First, the ECRA abolishes the “failed to make a choice” provision of the 1845 act (North Carolina may need to repeal its law to this effect) and replaces it with a firm, singular “election day” requirement, with one exception: “except, in the case of a State that appoints electors by popular vote, if the State modifies the period of voting, as necessitated by force majeure events that are extraordinary and catastrophic, as provided under laws of the State enacted prior to such day.” States should provide those clear rules before the election for what “extraordinary and catastrophic” “force majeure” events trigger a modified period of voting. (This only applies to presidential elections, but it could also apply to state elections happening at the same time, if a state so chose.)
I commend the work of Professor Michael Morley, who has offered extensive and thoughtful views on what election emergency statutes should look like. To borrow from one of his recommendations in an Emory Law Journal piece from 2018:
[A]n emergency that is either of limited duration or affects only a limited geographic area is best addressed through an election modification, in which the election is allowed to proceed with only minor changes to the generally applicable laws. Examples of election modifications may include relocating polling places, extending the hours of polling places that were temporarily inoperable, using paper ballots instead of electronic voting machines, permitting voters to cast ballots through alternate means, or allowing re-votes if certain cast ballots are destroyed before being counted. One important issue such laws present is whether election officials should have discretion to implement such measures on their own, must wait for a declaration of emergency from local or county officials or the governor, or instead must seek a court order before implementing such changes. A statute requiring judicial permission before extending polling place hours, or making other substantial modifications to the rules governing an election, would be a particularly prudent safeguard.
Express guidance for what events qualify, with a requirement for judicial permission, would be “prudent” indeed.
Second, the ECRA adds a firm deadline for executives to submit certificates of ascertainment of appointment of electors (no more “safe harbor” or presumptions). States should be working backwards from that deadline to determine if their canvass, audit, recount, and contest procedures are able to take place in this tight window. States like California have languished in completing their canvass in recent years, taking up to 30 days to resolve the initial canvass, setting aside even the possibility of recounts (in the event of a close election). Some states allow ballots to come in seven to ten days after Election Day, and maybe that continues to work to meet existing deadlines, but states should strive for wrapping up the canvass as quickly as possible after the last ballot comes in. Other states have developed newer recount triggers, or risk-limiting audits, which should be completed with an eye toward this firm deadline. But states should think about how they plan on running through each of these steps (which Georgia mostly had to do in 2020!) in a tight time frame.

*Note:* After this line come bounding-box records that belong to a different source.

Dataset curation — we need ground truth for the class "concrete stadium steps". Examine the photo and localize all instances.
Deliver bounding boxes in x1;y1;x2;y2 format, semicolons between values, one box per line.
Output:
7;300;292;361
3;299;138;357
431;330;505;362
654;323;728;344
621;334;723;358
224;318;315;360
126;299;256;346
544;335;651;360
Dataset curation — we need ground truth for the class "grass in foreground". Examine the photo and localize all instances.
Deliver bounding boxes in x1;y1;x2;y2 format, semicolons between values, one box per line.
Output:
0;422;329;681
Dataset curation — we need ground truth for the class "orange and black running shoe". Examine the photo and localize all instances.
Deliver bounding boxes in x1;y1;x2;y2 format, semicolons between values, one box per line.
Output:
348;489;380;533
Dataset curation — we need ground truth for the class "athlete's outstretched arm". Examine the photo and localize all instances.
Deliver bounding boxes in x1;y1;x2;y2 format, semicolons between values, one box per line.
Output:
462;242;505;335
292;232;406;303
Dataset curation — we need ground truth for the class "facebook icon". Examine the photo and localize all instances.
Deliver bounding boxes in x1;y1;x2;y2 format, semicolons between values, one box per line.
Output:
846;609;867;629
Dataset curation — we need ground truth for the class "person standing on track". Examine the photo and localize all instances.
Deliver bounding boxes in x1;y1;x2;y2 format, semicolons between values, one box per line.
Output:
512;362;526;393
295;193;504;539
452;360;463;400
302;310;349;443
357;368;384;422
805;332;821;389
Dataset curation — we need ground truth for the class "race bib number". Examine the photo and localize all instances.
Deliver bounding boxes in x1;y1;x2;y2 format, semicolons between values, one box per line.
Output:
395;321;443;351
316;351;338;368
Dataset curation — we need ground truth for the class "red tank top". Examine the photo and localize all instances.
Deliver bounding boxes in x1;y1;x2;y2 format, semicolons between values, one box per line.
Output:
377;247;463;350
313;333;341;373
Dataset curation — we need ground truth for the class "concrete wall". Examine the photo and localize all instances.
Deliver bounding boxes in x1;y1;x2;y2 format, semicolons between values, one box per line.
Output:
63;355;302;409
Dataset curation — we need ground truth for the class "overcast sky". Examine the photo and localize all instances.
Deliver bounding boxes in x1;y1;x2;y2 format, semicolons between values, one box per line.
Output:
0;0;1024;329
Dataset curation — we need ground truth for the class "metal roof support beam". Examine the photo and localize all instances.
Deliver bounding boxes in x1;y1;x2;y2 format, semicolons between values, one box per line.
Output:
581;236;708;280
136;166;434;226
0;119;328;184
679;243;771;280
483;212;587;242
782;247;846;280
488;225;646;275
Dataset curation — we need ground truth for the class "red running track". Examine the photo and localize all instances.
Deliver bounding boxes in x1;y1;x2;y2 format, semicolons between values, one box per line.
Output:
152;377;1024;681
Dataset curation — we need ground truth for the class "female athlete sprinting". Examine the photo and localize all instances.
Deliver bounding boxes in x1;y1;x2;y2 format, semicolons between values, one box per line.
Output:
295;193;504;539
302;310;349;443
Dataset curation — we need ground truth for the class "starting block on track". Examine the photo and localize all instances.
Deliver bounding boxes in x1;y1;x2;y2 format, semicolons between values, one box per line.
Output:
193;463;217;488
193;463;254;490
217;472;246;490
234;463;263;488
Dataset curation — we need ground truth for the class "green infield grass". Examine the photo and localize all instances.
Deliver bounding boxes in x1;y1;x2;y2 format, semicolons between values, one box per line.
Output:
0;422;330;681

Relatedly, expedited state judicial resolution should be considered in the states, including specially-created contest courts or expedited appeal mechanisms. (Iowa, for instance, creates a seven-judge tribunal with no right of appeal for election contests in federal races, to be resolved “six days before the first Monday after the second Wednesday in December next following,” i.e., the old “safe harbor” deadline, which means it should probably be updated!)
The precedent from Hawaii 1960 has been repudiated. That is, no more judicial challenges or recounts extending into January.
Third, the new ECRA expressly requires a “security feature” on the certification of ascertainment of appointment of electors, “as determined by the State.” This is a modest requirement, and perhaps the seal on state certificates are adequate, but it’s worth considering what feature the states will use.
Fourth, the ECRA defaults to the executive to the “governor,” but state law may identify “a different State executive” to perform the duty (say, a Secretary of State) if it so chooses.
State legislatures should take a step by step approach to examine what the ECRA does and how it meshes with their existing election code. Formally, no state will be forced to make a change, as the new federal obligations simply exert different pressure on existing state law. But it provides an opportunity for states to modernize their election codes to meet the clearer federal guidelines ahead of the next presidential election.